In Italy, for example, so-called secondary cities that had previously become little more than dormitory towns for major metropolises are now springing back into life. “Cities like Como and Varese have long been labour pools for Milan,” says Cesare Lanati, CEO of BELL Group, a Milan-based real estate service and development firm and IWG franchise partner. “But now these secondary cities are taking on a significant new role in their own right, because flexible working means workers don’t have to travel to their company headquarters.”
In the coming year, expect our working lives to continue to move inexorably away from major cities. At the same time, cities will be forced to evolve in response to the new working paradigm and the loss of large numbers of workers. “Places like London, whose economy has until now been geared to meet the needs of millions of itinerant office workers, will need to become hubs for collaboration and entertainment,” says IWG founder and CEO Mark Dixon.
Global nomads
A related topic is set out under the heading ‘Work from anywhere’ which will become the reality for more and more workers around the world, finds IWG.
For some, that could simply mean a ‘flexcation’, extending a holiday for a period of days or weeks. But others will be heading abroad on a more permanent
basis. According to one estimate, there are currently around 35 million so-called
‘digital nomads’ scattered around the world, travelling from place to place and
working remotely. Nearly two thirds of them are aged under 40, so it’s a trend
that’s set to grow even further. Research by IWG found that two thirds of
workers believe that being able to choose where they work means they can perform better. And forward-thinking employers are responding, with organisations such as Airbnb, Spotify, Australian software company Atlassian, and American media powerhouse Automattic among those that now offer a ‘work from anywhere’ option.

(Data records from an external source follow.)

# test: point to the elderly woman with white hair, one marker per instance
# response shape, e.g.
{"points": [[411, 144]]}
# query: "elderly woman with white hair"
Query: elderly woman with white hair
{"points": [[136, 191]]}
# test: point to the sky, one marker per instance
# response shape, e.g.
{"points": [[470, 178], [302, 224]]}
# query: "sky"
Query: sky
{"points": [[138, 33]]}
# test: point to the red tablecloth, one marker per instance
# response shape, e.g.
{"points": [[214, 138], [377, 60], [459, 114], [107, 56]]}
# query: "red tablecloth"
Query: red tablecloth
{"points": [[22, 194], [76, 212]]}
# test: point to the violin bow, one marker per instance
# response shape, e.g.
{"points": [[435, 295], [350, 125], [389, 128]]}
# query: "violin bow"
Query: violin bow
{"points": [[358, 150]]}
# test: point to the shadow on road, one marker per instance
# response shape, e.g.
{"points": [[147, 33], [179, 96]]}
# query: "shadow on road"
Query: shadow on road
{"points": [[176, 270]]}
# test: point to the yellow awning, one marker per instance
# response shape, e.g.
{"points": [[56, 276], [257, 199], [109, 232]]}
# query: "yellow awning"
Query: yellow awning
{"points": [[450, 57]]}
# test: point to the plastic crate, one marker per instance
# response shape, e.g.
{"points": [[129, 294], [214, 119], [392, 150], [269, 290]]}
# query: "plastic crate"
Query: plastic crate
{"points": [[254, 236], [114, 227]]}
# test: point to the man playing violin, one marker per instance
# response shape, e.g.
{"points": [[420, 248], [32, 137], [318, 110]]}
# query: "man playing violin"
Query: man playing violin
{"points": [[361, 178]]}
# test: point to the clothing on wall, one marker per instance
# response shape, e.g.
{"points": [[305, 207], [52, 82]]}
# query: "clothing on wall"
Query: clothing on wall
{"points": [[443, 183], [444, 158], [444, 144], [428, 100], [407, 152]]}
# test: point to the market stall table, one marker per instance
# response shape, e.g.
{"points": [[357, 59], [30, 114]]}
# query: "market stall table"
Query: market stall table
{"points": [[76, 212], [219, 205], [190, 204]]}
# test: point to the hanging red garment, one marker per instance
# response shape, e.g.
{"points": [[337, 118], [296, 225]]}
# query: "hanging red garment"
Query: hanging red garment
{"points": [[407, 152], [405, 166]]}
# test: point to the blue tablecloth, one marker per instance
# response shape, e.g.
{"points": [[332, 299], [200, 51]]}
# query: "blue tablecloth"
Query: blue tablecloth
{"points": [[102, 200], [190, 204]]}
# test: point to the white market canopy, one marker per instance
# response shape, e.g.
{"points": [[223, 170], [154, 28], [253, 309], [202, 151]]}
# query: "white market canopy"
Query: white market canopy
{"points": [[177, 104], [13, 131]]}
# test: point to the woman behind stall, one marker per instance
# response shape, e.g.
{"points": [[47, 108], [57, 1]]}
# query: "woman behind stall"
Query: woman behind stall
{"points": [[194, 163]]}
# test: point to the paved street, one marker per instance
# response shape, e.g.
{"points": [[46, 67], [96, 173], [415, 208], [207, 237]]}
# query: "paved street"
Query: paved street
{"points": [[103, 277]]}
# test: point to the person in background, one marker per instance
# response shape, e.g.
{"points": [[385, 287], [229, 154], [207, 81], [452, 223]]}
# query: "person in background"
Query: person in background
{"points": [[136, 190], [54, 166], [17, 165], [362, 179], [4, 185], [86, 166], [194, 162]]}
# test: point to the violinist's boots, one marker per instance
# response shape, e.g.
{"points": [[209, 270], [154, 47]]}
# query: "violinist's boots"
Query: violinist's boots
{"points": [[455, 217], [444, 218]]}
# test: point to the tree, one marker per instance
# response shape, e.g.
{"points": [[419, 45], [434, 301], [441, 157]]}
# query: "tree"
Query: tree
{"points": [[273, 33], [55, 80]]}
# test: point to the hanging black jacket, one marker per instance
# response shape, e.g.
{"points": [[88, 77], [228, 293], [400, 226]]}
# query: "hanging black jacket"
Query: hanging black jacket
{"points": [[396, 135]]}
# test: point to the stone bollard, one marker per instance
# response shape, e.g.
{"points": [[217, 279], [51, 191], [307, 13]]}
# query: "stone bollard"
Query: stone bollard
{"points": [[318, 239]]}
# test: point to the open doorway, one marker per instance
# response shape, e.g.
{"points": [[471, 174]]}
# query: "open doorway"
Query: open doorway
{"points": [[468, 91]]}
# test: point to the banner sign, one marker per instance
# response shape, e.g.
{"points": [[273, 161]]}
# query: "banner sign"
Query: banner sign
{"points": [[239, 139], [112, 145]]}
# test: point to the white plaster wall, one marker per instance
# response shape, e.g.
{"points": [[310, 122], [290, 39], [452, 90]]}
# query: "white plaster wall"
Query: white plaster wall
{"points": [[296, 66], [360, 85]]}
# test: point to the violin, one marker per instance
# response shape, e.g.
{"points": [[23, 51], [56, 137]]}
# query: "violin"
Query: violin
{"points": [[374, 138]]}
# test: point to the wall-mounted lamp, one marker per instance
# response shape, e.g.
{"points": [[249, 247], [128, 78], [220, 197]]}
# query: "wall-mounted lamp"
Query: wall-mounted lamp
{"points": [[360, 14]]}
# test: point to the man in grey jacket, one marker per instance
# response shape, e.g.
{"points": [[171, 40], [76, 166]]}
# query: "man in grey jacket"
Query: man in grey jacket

Surveys regularly describe the main challenge for digital nomads and
flexcationers as finding a place with a reliable internet connection. On top of
that, there’s another practical matter they need to confront: how feasible is it to do your best work while sitting in a noisy café? But at the same time, as humans, we like to be surrounded by others, at least part of the time. The answer for today’s itinerant workers is access to high-quality professional workspaces, business centres and co-working desks. “It makes sense for those who want to experience more of the world while also continuing to work as efficiently and as comfortably as they might previously have done at home, in an office close to home or at a central HQ,” says Dixon.